All of that means that the Phillies need at least one starting pitcher, preferably two as insurance for if Howard struggles. The starting pitching free agent class is pretty weak overall but does have a host of back end rotation options. Adonis Medina is one internal name who could be given a chance after a strong debut, but he will most likely start as minor league depth.
Figure out the Infield
Didi Gregorious is a free agent which leaves the Phillies without a starting shortstop on paper. Of course, they could resign Gregorious but that is not very likely as of this moment. Scott Kingery is the most likely candidate to occupy the spot but he had his own struggles at the plate in 2020 after returning from a COVID-19 diagnosis. It’s unlikely the Phillies look outside the organization here, so the safe bet is that Kingery is given the nod.
DH or no DH?
One thing that could throw a wrench into the Phillies plans is if MLB decides not to return with a universal DH. It was almost a foregone conclusion the DH was the new normal, but recently commissioner Rob Manfred has stated that there is a possibility it leaves. If it does, that leaves the Phillies with an interesting decision on Alec Bohm.

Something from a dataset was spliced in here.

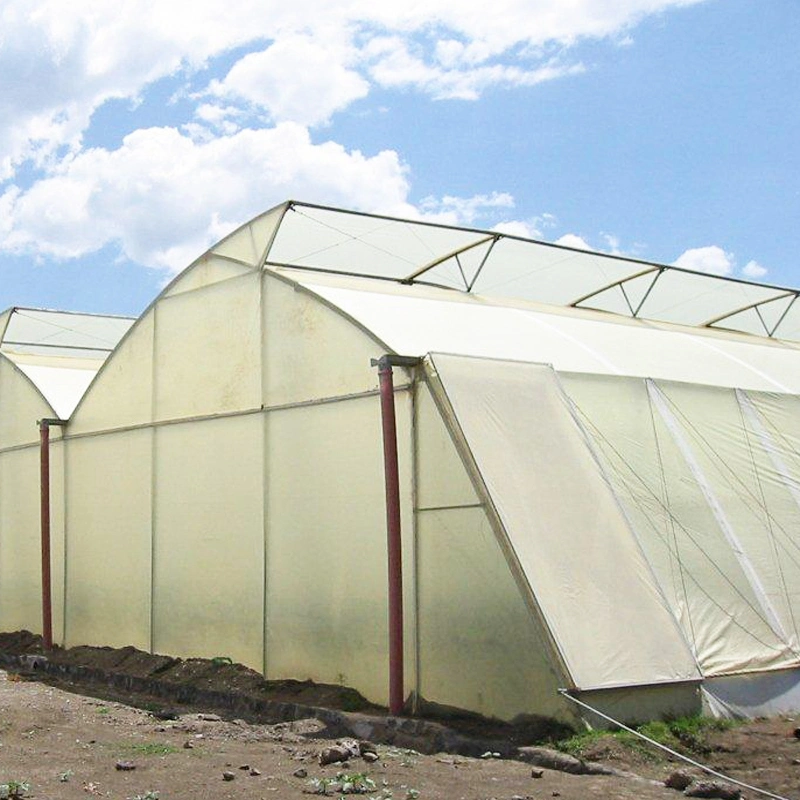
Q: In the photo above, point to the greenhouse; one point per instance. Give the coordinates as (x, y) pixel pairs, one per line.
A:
(597, 484)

Bohm isn’t going anywhere. But, having the DH would allow both Bohm and Rhys Hoskins to play at the same time. It would also give the Phillies more flexibility if they decide to look for another bat to replace Gregorious. Bohm looked competent at third after some early struggles. There’s a chance he could stick there if the DH leaves. The Phillies would still most likely have some reservations at putting him there full time though.
Figure out center field
Center field was an underrated problem for the Phillies in 2020. Roman Quinn got the majority of playing time and didn’t do much with it despite playing in 41 of 60 games. Adam Haseley looked good in limited playing time, but for whatever reason manager Joe Girardi and the Phillies refused to play him against left handed pitching.
The Phillies need to upgrade from this platoon in 2021. They need to get more production, whether that be from outside the organization, giving Haseley the full time job, or putting Kingery back there. It was clear this combination simply wasn’t good enough in 2020.